How the popular pooch is lightening the life of client Charlotte, who has MS.

After many years of being laid low by the debilitating effects of MS, Charlotte Gannon made a decision that would completely change her life.

She and her husband Leo decided to buy a Labrador, with a view of getting him trained as a disability assistance dog.

“We bought Jack in the hope that would be a support dog, although we’d have kept him as a pet dog even if he hadn’t been accepted onto the training programme,” says Charlotte, now 48.

Charlotte applied to Support Dogs when Jack was 18 months old. Two years later, the pair have now qualified as a partnership, and Jack is providing essential day-to-day support, helping Charlotte to continue to run her craft shop, and enabling her to lead a life independent of her family.

Charlotte’s MS started to develop in 2008 and she was diagnosed two years later. “By that time, I’d lost all the feeling all the way up to my waist, so it was well advanced by the time I went to the GP,” she recalls. “I was in my mid-30s, had two young children, and I could not walk further than a couple of meters.”

As well as being a young mum, Charlotte was earning a living quilting and fabric making, and spent a lot of time at craft fairs. “That involved lots of lifting and shifting heavy gear setting up a stall, and I could no longer do that,” she says.

“Pretty much everything stopped. My sons Benedict and Daniel, who are now 24 and 19, were youngsters then. I couldn’t go out, and I basically spent all my time at home. I could still use my hands and sew and make things, thankfully.

“This carried out for about eight years. I had to bite the bullet and use a mobility scooter. My husband was always very supportive, but he worked full time.  It was a tough time and I got very low.”

A visit to Crufts sparked off the idea that Charlotte might benefit from an assistance dog, and the Gannons bought Jack from the daughter of one of Charlotte’s friends from her sewing group, who bred Labradors. He was put through puppy training and then accepted onto the Support Dogs’ disability programme.

“Training went very well, and Jack did very well – it was a bit of a nerve-racking rollercoaster at each stage of the training hoping he would pass, but it was also fun,” explains Charlotte.

“The main thing I wanted Jack to do for me for to pick things up when I drop them, which happens a lot. When I open up my shop, I usually drop the bolts from the shutters, so he picks those up.

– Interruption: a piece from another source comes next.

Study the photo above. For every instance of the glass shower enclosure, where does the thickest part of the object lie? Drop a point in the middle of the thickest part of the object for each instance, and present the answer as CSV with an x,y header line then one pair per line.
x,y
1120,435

He also takes off my socks and cardigan at the end of the day when I’m exhausted, and gets me the remote control.

“I’m not using my scooter all the time at the moment, and Jack helps me balance and to walk in a straight line. I don’t need to use a stick when I’ve got him with me.”

For the past seven years, Charlotte has run a small craft shop called Quilters’ Corner in Evesham. She has built up a loyal customer base and Jack is a constant presence in the shop. Charlotte says: “Jack lightens the mood, and if I’m feeling down, he is great for a cuddle.”

Jack is also well known in Evesham.  “Jack is daft. He loves everybody and wants to say hello to everyone,” says Charlotte. “He loves going to the pub because they all love him. He is well-known in the town; he’s a very popular dog. Lots of people have offered to re-home him if I found I couldn’t look after him.”

Given the success of the partnership that seems an unlikely possibility.

Charlotte’s remitting/relapsing MS is currently fairly stable, although Charlotte always has to pace herself. After a day at Support Dogs’ training centre, she was wiped out with fatigue and pain for a week.

But for Charlotte, Support Dogs has been a hugely positive experience.

“I’m definitely in a better place now, and Support Dogs have been fantastic,” she says. “They have made me more sociable with people and I can go out more without my family because I have Jack. There is less pressure on my partner, and I have more freedom.”